Buy a Real Tree For a Green Christmas - Discovery News

Real trees are the Earth and economy-friendly buy, compared to re-used artificials, say forestry officials. The benefits start on the farm.

"First of all, any conifer makes great cover in the winter, which is what ground birds like quail are looking for," Jill Sidebottom, Forestry Specialist at North Carolina State University, told Discovery News.

"Secondly, it's the ground covers that provide the seed, flowers, and habitat for insects that bring in the wildlife."

"The young trees are great because it provides an early successional forest -- habitat along the edges of woods. Talk to any wildlife person and they will tell you that this is what they try to maintain for wildlife, and that's exactly what a Christmas tree farm is," said Sidebottom.

Tree farms use relatively small amounts of agricultural chemicals compared to other crops. Many farmers use herbicides at low concentrations to suppress grass, but allow cover-crops like nitrogen-fixing clover to survive. One study Sidebottom performed found that stream quality near Christmas tree farms was largely unaffected.

Even Christmas tree stumps continue to be giving trees.



"I've seen many flickers and woodpeckers feeding on insects in old decaying cut stumps," said Sidebottom.

The roots left in the ground lock away carbon the tree inhaled and used to build its tissues. The carbon sequestered by the roots helps to ease the carbon footprint of transporting trees.

Sidebottom recommends against buying live trees to subsequently plant.

"I don't like live trees because you are digging up dirt and carting it around. Talk about fossil fuel use! You are carting away the soil from the field. And so few of these trees actually live," she said.

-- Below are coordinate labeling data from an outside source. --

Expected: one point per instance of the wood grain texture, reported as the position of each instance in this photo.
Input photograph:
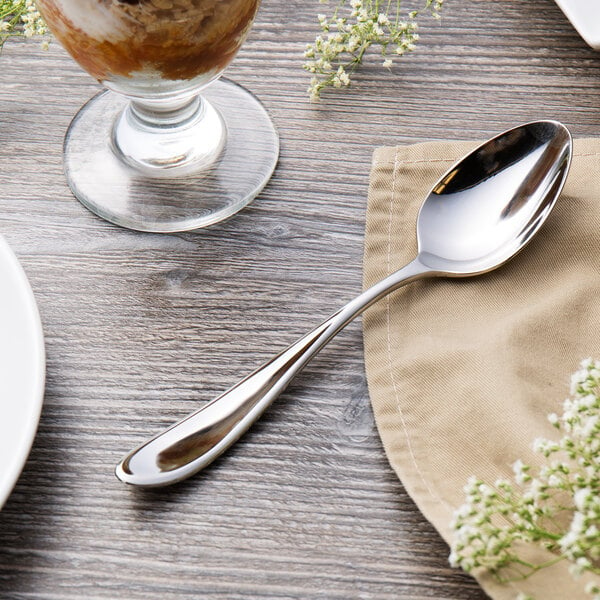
(141, 328)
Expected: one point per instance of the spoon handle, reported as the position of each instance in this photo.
(193, 443)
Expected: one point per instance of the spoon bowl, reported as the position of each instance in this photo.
(482, 212)
(489, 205)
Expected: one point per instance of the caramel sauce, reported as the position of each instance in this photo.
(180, 39)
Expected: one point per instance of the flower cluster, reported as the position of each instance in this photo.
(339, 49)
(20, 17)
(556, 506)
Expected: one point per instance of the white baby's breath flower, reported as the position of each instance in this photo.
(488, 526)
(352, 30)
(20, 18)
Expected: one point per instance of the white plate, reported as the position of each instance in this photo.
(22, 369)
(585, 17)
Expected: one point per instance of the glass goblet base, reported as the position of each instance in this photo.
(104, 181)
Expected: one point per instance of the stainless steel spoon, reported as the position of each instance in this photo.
(479, 215)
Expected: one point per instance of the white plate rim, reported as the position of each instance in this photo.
(585, 17)
(22, 376)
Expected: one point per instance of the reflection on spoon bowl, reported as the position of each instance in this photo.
(482, 212)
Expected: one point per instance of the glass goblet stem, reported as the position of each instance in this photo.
(169, 137)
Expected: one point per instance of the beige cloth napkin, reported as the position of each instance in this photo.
(462, 373)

Cut trees can be used after drying out. The needles make for mulch. A tree sunk in a pond creates fish habitat. The non-profit Earth911 can help you find a tree recycler.

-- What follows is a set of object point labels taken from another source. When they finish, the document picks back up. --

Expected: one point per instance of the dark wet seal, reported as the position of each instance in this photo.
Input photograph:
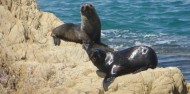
(131, 60)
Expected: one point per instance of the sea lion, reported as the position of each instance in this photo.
(88, 30)
(131, 60)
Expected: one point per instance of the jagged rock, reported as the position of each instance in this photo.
(31, 64)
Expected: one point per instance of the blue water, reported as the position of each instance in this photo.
(163, 25)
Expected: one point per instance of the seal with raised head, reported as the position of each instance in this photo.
(88, 30)
(131, 60)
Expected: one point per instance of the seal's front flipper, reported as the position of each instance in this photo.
(57, 41)
(110, 77)
(107, 81)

Fake trees are usually made out of PVC, other plastics and metals. Those materials don't break down readily in a landfill, and release harmful chemicals during manufacture, Rick Dungey, public relations manager for the National Christmas Tree Association (NCTA), told Discovery News.

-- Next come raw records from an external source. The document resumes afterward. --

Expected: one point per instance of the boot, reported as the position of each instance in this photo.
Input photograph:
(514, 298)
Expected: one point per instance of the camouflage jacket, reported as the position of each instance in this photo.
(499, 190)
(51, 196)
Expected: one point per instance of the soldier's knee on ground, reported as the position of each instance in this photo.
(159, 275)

Fake trees have a larger lifetime carbon footprint.

"You'd have to look at energy used by the factory and the carbon released in extraction of oil. The metal in the branches also has to be processed. Then they are shipped across the Pacific and used for a short period of time compared to Earth years," said Dungey.

Dungey acknowledges fake trees can be used for years, but notes that eventually every tree ends up in a dump.

"The Earth's gonna be here a lot longer than the 20 years you have that tree," he said.

Christmas trees also pump green into the American farm economy.

"A real tree is grown by an American farm family," said Dungey.

Eighty percent of fake trees are produced in China, according to the NCTA.

"You can have a beautiful fully biodegradable plant grown on a farm versus one produced in a factory overseas," said Dungey.

America's nearly 15,000 Christmas tree farms employ over 100,000 workers, according to the NCTA.